Once the biggest airport terminal in Europe, T1 closes its doors on Monday evening, 36 hours before Airports Commission announcement

As Heathrow waits to see if it can grow once more, a chapter in its past expansion comes to an end.
Terminal 1, built in 1968 to accommodate the boom in air travel and once the biggest airport terminal in Europe, closes its doors on Monday evening, 36 hours before the Airports Commission reveals whether Heathrow will get its backing for a third runway, and a brand new terminal to serve it.
Confusingly, Terminal 1 was not Heathrow’s oldest: an original building was renamed Terminal 2 before demolition, and Terminal 3 arguably predates it (although the building and forecourt has been completely overhauled). But the passing of T1, in airport shorthand, will see the last of the central heritage buildings – or the last vestiges of squat, unloved 1960s concrete, depending on your point of view – disappear from travellers’ lives.

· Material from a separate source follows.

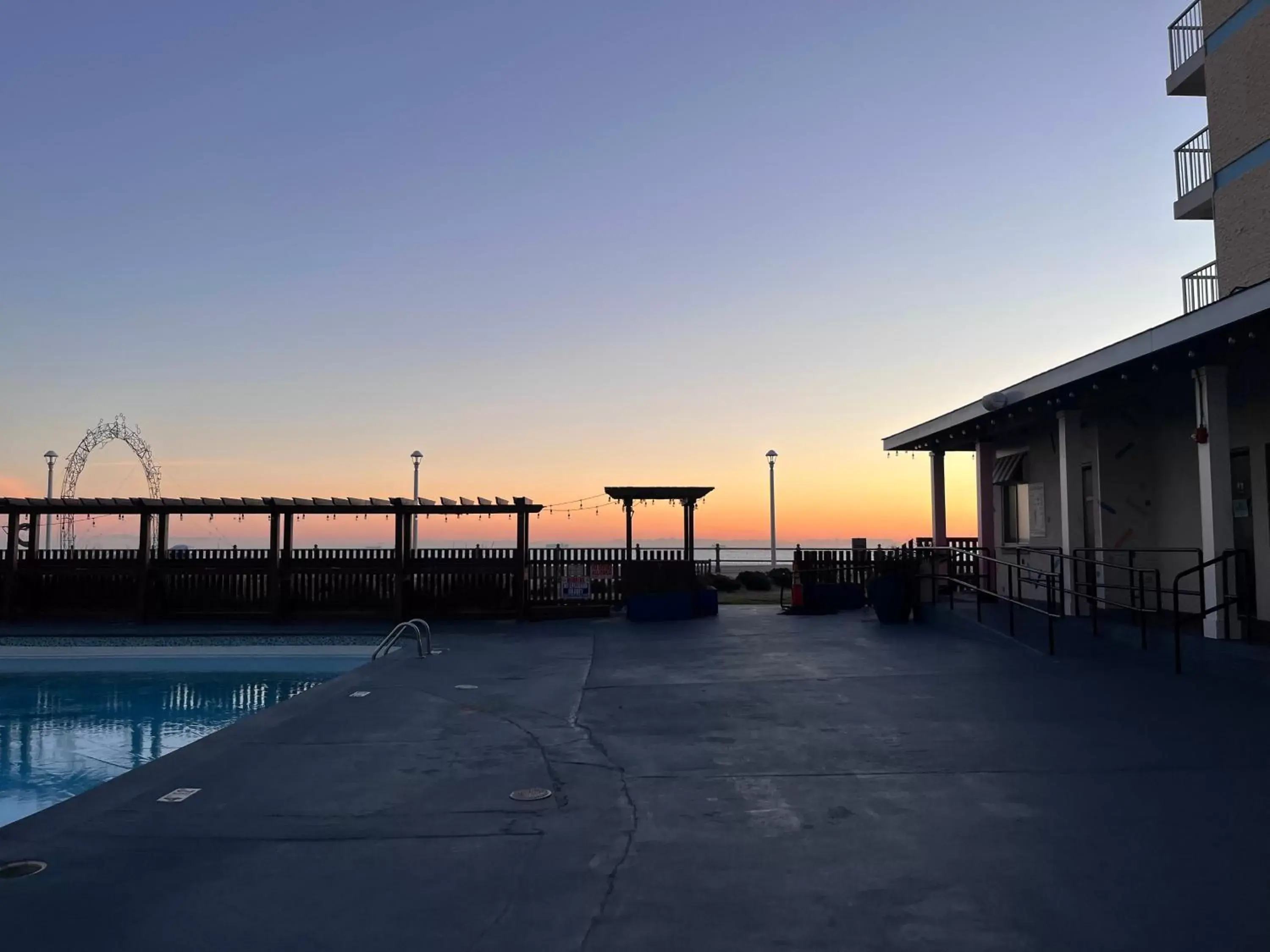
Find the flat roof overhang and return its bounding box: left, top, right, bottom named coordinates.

Most airlines have already decamped to newer terminals, and the last survivor, British Airways, will operate the final flight using T1 from London to Hanover on Monday night.

When the Queen opened T1 47 years ago, it was devoted to domestic flights from carriers whose names have long disappeared, some incorporated into the modern BA. At that time, British European Airways would allow passengers to simply turn up and board the shuttle service it flew to Glasgow – and pay on the plane. Later, T1 passengers included the wealthy treating themselves to Concorde “champagne specials”, charter flights that simply flew around the Bay of Biscay.
The site of T1 will be subsumed into the glass cathedral of the new T2, opened last year. A Terminal 6 may yet come if the Airports Commission endorses Heathrow over Gatwick this Wednesday, when it finally reports.
The commission, led by Sir Howard Davies, was set up by the prime minister in 2012 to examine the need for additional airport capacity in south-east England. It has shortlisted two proposals at Heathrow: the airport’s own and another plan from the Heathrow Hub group to lengthen an existing runway, as well as Gatwick’s proposal for a second runway. Locals with a long memory remember when permission was sought for T5, the first of the modern glass behemoths, in the 1990s: Heathrow promised that a bigger terminal meant no new runway would be needed. The history of T1 shows that the airport is likely to grow and grow.